Bocadillo de porchetta con salsa de perejil
Ingredients:
- Panceta de cerdo con piel (1-2 kg)
- Panecillos de ciabatta (1 por bocadillo)
- Perejil fresco (1 manojo grande)
- Aceite de oliva virgen extra, abundante
- Ajo (1 diente pequeño), opcional
- Sal
- Zumo de limón (un chorrito)
Method:
Bocadillo de porchetta con salsa de perejil
Este es un bocadillo generoso y rústico, de esos que salen mejor cuando los ingredientes son sencillos, pero realmente buenos. La panceta de cerdo aporta carne tierna, grasa sabrosa y, si la piel se ha secado bien, un borde asado y crujiente. La salsa de perejil mantiene el conjunto fresco: el aceite de oliva, el limón y las hierbas equilibran la riqueza del cerdo y hacen que el bocadillo resulte mucho más ligero de lo que parece.
Asar la panceta
Seque muy bien la panceta, sobre todo por el lado de la piel. Este paso importa, porque la humedad es la gran enemiga de una piel crujiente.
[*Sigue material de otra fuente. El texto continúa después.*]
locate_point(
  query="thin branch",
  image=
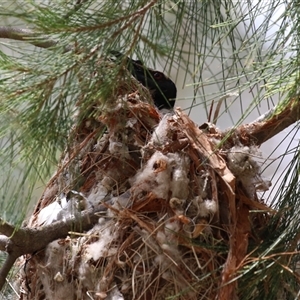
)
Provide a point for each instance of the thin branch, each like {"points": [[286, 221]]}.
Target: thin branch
{"points": [[26, 35], [8, 264], [266, 127], [6, 228]]}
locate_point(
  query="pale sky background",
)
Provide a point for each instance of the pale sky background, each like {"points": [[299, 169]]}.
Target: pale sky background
{"points": [[198, 114]]}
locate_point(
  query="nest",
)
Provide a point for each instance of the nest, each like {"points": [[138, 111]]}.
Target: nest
{"points": [[177, 223]]}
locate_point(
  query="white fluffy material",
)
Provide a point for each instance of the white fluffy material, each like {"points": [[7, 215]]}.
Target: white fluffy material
{"points": [[161, 174], [102, 247], [155, 177], [51, 213]]}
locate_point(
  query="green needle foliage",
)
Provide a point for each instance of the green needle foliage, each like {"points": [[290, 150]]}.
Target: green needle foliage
{"points": [[221, 49]]}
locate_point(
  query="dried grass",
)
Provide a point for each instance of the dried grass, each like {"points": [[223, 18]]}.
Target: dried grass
{"points": [[178, 222]]}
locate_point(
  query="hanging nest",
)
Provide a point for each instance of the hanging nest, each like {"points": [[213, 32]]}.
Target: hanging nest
{"points": [[177, 220]]}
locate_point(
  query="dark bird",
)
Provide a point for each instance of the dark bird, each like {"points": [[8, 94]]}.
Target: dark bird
{"points": [[162, 88]]}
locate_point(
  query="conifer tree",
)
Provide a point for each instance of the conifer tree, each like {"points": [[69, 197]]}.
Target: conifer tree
{"points": [[141, 202]]}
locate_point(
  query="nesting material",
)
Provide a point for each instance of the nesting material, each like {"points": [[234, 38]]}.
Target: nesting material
{"points": [[171, 231]]}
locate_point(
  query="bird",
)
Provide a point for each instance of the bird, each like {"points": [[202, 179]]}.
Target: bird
{"points": [[162, 88]]}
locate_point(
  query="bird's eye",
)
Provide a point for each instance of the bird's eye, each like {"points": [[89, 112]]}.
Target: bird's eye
{"points": [[158, 76]]}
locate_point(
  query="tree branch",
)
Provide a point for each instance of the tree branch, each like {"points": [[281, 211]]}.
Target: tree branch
{"points": [[266, 127], [29, 240]]}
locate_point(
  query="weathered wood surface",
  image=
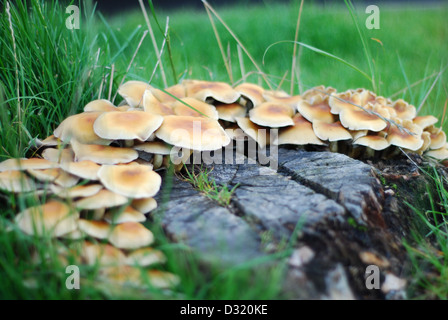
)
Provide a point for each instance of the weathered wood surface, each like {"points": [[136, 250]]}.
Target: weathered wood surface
{"points": [[344, 219]]}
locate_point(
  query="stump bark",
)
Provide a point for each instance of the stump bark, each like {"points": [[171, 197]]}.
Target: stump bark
{"points": [[339, 214]]}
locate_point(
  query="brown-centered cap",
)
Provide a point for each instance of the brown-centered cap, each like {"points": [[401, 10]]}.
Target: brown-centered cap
{"points": [[193, 133], [144, 205], [103, 154], [16, 181], [152, 105], [203, 90], [101, 105], [145, 257], [129, 214], [403, 139], [53, 218], [251, 92], [95, 229], [229, 112], [438, 137], [258, 133], [404, 110], [205, 110], [425, 121], [24, 164], [132, 181], [330, 131], [127, 125], [80, 127], [272, 114], [76, 191], [84, 169], [102, 199], [132, 91], [301, 133], [130, 235]]}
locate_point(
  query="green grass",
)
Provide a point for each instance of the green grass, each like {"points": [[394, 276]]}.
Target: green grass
{"points": [[48, 72]]}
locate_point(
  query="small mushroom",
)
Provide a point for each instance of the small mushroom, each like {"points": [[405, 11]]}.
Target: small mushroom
{"points": [[130, 235], [103, 154], [132, 181], [127, 125], [272, 114]]}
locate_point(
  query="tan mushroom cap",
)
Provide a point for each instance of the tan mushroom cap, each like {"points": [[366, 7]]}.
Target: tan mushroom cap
{"points": [[129, 214], [103, 154], [425, 121], [316, 109], [258, 133], [330, 131], [80, 127], [207, 110], [177, 90], [96, 229], [154, 147], [102, 254], [24, 164], [193, 133], [76, 191], [101, 105], [53, 218], [358, 119], [229, 112], [439, 154], [144, 205], [272, 114], [16, 181], [301, 133], [85, 169], [202, 90], [438, 137], [130, 235], [152, 105], [404, 110], [132, 181], [127, 125], [103, 199], [252, 92], [58, 155], [144, 257], [375, 142], [132, 91], [403, 139]]}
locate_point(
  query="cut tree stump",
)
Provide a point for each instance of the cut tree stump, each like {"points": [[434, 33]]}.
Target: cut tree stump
{"points": [[337, 212]]}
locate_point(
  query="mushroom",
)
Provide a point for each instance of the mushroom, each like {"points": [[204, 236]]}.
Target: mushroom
{"points": [[203, 90], [103, 154], [183, 108], [130, 235], [132, 181], [127, 125], [80, 127], [301, 133], [194, 133], [96, 229], [101, 105], [53, 218], [272, 114], [132, 91], [103, 199]]}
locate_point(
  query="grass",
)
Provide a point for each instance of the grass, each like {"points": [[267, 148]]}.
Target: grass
{"points": [[48, 72]]}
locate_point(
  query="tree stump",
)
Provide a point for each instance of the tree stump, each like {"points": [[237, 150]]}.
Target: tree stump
{"points": [[338, 212]]}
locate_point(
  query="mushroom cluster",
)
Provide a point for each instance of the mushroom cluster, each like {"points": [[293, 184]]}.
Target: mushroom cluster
{"points": [[98, 169]]}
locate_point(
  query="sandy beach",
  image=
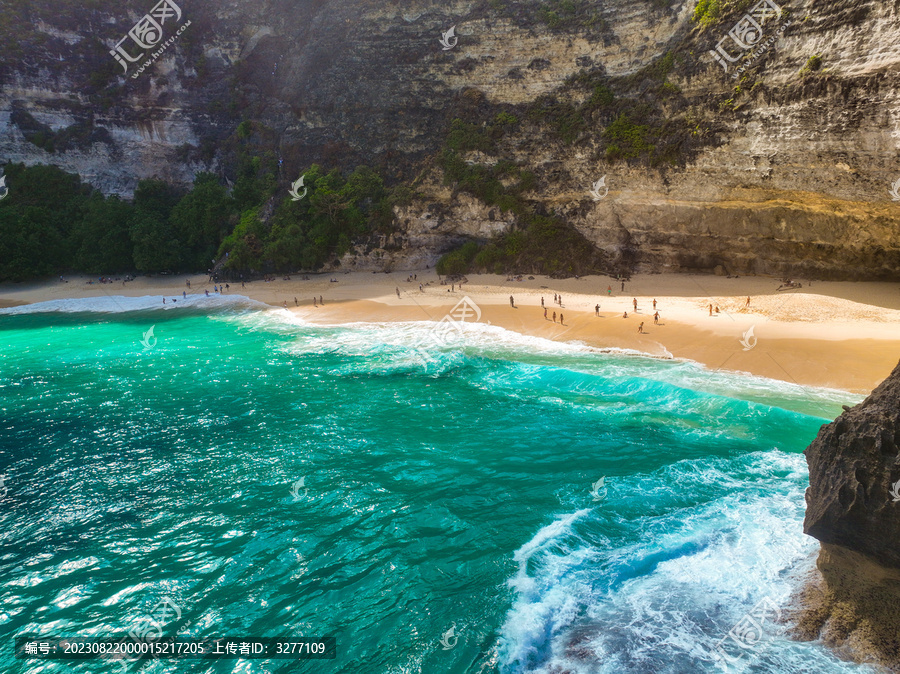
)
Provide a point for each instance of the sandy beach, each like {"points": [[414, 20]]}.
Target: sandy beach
{"points": [[841, 335]]}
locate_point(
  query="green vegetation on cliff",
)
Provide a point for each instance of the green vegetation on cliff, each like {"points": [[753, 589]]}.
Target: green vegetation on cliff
{"points": [[539, 244], [51, 223]]}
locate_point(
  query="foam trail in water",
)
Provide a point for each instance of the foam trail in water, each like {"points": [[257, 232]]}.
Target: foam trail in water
{"points": [[661, 601]]}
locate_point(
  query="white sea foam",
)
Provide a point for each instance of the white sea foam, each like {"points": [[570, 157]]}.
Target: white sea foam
{"points": [[405, 345], [662, 603], [121, 304]]}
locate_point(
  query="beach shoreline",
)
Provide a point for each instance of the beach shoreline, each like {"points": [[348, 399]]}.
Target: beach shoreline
{"points": [[839, 335]]}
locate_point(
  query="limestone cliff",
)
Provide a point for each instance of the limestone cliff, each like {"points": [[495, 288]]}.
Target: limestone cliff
{"points": [[853, 508], [786, 169]]}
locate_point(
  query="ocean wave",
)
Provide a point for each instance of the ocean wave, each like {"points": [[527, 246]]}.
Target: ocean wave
{"points": [[113, 304], [661, 603]]}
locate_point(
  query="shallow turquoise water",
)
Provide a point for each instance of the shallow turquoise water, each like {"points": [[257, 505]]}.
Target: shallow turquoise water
{"points": [[449, 492]]}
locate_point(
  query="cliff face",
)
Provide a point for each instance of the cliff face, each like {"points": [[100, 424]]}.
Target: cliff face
{"points": [[773, 172], [853, 508]]}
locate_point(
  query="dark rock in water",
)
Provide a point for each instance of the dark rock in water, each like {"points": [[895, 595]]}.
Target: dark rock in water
{"points": [[853, 464], [853, 508]]}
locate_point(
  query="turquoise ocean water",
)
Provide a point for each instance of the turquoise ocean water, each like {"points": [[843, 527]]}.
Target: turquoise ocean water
{"points": [[441, 489]]}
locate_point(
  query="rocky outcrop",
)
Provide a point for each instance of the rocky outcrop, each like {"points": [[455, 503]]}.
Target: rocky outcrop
{"points": [[776, 172], [853, 508]]}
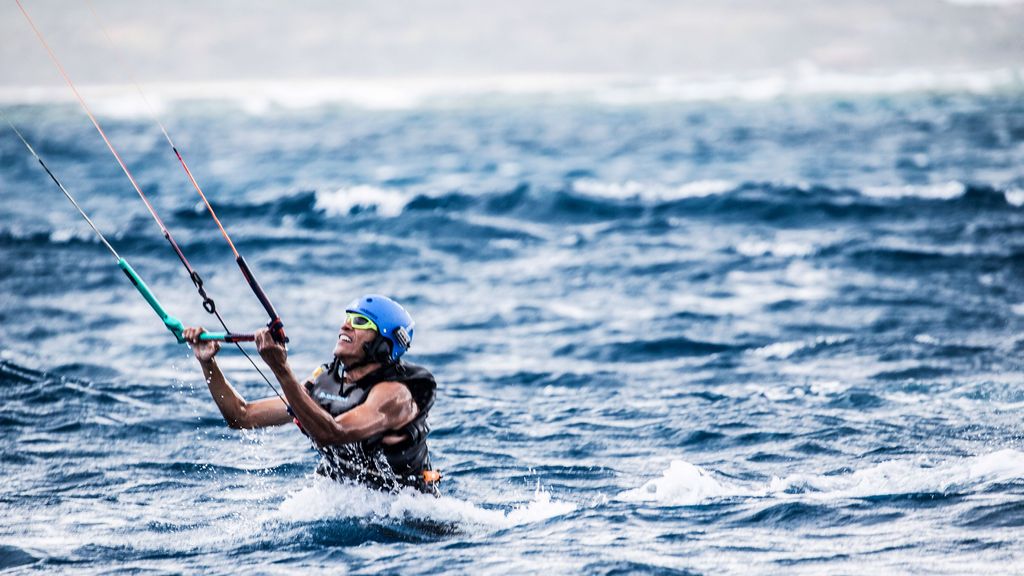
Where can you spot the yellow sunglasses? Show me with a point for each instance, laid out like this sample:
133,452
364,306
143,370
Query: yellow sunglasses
359,322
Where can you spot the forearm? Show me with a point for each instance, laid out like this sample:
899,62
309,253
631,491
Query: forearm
314,420
230,403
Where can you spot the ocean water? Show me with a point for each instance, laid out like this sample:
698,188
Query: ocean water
681,333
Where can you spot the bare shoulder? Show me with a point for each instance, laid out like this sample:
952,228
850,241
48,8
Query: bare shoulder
385,393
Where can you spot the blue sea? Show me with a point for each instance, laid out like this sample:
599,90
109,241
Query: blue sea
776,331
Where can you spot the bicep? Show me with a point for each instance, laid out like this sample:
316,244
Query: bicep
388,407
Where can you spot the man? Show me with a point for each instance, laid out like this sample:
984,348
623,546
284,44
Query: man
366,411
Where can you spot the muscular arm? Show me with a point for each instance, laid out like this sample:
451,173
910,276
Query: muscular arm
389,405
238,412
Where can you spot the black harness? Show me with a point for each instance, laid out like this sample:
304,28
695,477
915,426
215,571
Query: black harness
387,466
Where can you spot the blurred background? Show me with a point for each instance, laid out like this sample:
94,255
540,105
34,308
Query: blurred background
196,41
Coloque la carne en una bandeja de horno con la piel hacia arriba e introdúzcala en el horno precalentado a 200 °C. Ásela durante aproximadamente una hora y media, hasta que la carne esté tierna y la piel dorada y crujiente.
Cuando esté lista, déjela reposar unos minutos antes de cortarla. El reposo ayuda a conservar los jugos y permite obtener lonchas más limpias.
Preparar la salsa de perejil
Mientras se asa la carne, prepare la salsa. Ponga un manojo grande de perejil en un mortero con una pizca de sal. Añada el ajo si quiere un sabor más intenso, vierta una cantidad generosa de aceite de oliva virgen extra y machaque hasta que el perejil se convierta en una salsa verde y cremosa.
Termine con un chorrito de zumo de limón. El limón es fundamental: da luminosidad a la salsa y equilibra la grasa del cerdo. La salsa debe quedar suelta y brillante, no seca, así que añada algo más de aceite si fuera necesario.
Cortar la carne
Corte la panceta en lonchas de unos 5 mm de grosor. Procure que cada una tenga un poco de piel crujiente, carne tierna y grasa, porque ese contraste es precisamente lo que hace tan bueno este bocadillo.
Montar el bocadillo
Abra la ciabatta por la mitad y tueste ligeramente la cara interior de ambas partes. El pan debe estar caliente y apenas crujiente, lo bastante firme para absorber los jugos sin volverse blando.
Unte generosamente las dos mitades con la salsa de perejil. Añada varias lonchas de panceta todavía caliente, cierre el bocadillo y presiónelo con suavidad. Sírvalo de inmediato, idealmente mientras el cerdo sigue templado y la ciabatta conserva todo su crujido.